Anadilde ibadetin Müslümanın imanının kuvvetli bir bilince dayanacağından korkulduğu için her daim karşı çıkılmış. İslami olarak hele ki bugünkü çağda dinen sembolik anlamı dışında bir anlam taşımayan Ezan'ın Türkçe okunmasından bahsedildiği an kıyamet koparılmıştır, nedeni imanları yüksek bilinçle şekil almış Müslümanın varlığından korkulmasıdır. Ezan bir semboldür, Arapça okunması gerekir. Benim buradaki muradım ile anlayarak ana dilde ibadet yapılması düşüncemde bir çelişkinin olmadığını beni anlayanların anladığını düşünüyorum.
Din alimi falan değilim. Bana "Bu ne cüret" diyecek olanlara sözüm, Allah'ın bana en büyük nimeti olarak bahşettiği aklımı kullanmaktan alıyorum. Hüküm vermekten ziyade mantık yürütüyorum.
 
 
Ayasofya'da imamı dinleyen devlet erkanının Atatürk'e yapılan hakarete tepkisizliği...

Geçtiğimiz yıllarda Türkiye Barolar Birliği Başkanı Feyzioğlu, Danıştay'ın kuruluş yıl dönümünde kürsüde hükümeti hukuk temelinde eleştirince zamanın başbakanı Erdoğan, yanında cumhurbaşkanı Abdullah Gül olduğu halde protokol nezaket kurallarını da umursamayarak (Kendisini her zaman tek adam gördü) sözlü ifadelerle şiddetli bir şekilde eleştirerek ayağa kalkıp salonu yanında oturan cumhurbaşkanına rağmen terk etmişti.

Peki bugün, cumhurbaşkanı olarak tanımlanmış görevi gereği; devletin birliği ve bütünlüğünü temsil etmesi gereken Erdoğan Ayasofya Camii'nde Atatürk'e kin ve öfke dolu ithamlarda bulunan imama "Hoca efendi sen ne yapmak istiyorsun. O kürsüleri kurup sizlere emanet eden bir insana yaptığın nankörlük ve ihanetin farkında mısın. O kürsüye layık değilsin, in oradan aşağı" demesi Türkiye Barolar Birliği Başkanı'na gösterdiği o tepkiden daha önemli ve anlamlı olmaz mıydı?
 
MHP Genel Başkanı Devlet Bahçeli son grup toplantısında umduğundan daha şiddetli tepki göstererek söz konusu imama haddini bildirdi. Ancak aynı Devlet Bahçeli şunu da bilmelidir ki; o imam cür'etini o konuşması sırasında orada bulunan Cumhurbaşkanı Erdoğan'dan almaktadır.
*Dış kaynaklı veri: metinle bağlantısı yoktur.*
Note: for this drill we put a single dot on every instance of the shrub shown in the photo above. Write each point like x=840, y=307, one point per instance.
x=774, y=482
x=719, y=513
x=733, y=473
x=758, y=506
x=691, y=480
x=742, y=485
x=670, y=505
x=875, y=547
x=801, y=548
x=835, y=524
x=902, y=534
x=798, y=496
Erdoğan da bir anlamda bunu doğrulayarak tepki göstermemiş, sessizliği ile adeta imamı doğrulamıştır.
 
Devlet Bahçeli'nin önemli bir Türk düşünürü ve yazarının çok güzel bir hikayesini anlatarak ortaya koyduğu tavrının yapıcı ve devamında kalıcı olması için malum imamı dinlemekle yetinmiş Erdoğan'a da bir kaç sözü olmalıydı.